As Nader described the program, “The totality of these experiences forced all of us outside of our comfort zone to the margins of society where we worked with the most vulnerable populations. From dynamic seminars on identity and inclusion to conversations around health disparities, CURA fostered an environment that allowed students to grow in empathy as part of a community that will continue over their entire undergraduate career.”

At times, building this program was uncomfortable, exhausting and left us feeling raw. Emotions ran high, and there were moments where we looked at each other across the table and thought, “Is all of this worth it?”

Yet, reflecting on our journey, it was an absolute privilege to ride along as two passionate students took an idea, partnered with exceptional, generous people, persevered through challenges and saw their dream come to life.
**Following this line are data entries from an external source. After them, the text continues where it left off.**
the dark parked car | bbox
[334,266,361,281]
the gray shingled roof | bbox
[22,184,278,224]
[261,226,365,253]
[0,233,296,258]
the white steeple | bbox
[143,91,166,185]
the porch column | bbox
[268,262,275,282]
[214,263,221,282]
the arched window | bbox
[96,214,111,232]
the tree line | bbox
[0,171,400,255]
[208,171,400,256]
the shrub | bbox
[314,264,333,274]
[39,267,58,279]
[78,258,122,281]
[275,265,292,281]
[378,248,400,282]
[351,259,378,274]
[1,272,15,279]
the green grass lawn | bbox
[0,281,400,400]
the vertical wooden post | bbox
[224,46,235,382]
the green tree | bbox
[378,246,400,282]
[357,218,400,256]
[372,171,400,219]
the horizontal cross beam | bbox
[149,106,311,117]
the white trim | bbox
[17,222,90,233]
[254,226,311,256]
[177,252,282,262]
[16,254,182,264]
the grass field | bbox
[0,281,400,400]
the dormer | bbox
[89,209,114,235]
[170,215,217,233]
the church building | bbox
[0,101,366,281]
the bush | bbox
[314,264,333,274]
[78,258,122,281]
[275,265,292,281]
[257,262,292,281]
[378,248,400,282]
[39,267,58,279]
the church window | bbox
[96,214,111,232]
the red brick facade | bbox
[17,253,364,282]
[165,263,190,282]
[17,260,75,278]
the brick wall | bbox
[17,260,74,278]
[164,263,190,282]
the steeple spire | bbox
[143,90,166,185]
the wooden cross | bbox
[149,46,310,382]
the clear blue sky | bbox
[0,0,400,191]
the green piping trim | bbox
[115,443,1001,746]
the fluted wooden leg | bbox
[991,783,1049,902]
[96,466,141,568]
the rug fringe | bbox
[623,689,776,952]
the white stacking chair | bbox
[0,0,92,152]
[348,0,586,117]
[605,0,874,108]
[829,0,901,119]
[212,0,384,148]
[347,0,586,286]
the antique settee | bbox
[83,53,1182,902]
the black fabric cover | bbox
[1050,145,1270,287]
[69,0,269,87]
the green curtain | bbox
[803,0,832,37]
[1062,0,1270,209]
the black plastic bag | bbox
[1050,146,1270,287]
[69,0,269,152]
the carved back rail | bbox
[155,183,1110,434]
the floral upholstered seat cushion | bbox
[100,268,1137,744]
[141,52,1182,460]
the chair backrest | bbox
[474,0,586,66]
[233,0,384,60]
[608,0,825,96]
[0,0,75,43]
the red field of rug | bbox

This success represents the incredible potential of student-led efforts, particularly when they have the support of faculty. We leaned into the discomfort, uncertainty and sheer amount of work, coming out on the other side forever changed and having hopefully made Georgetown just a little better.

Justin Smith is an assistant dean of academic affairs in the School of Nursing and Health Studies. From the Dean’s Desk appears online every other Thursday.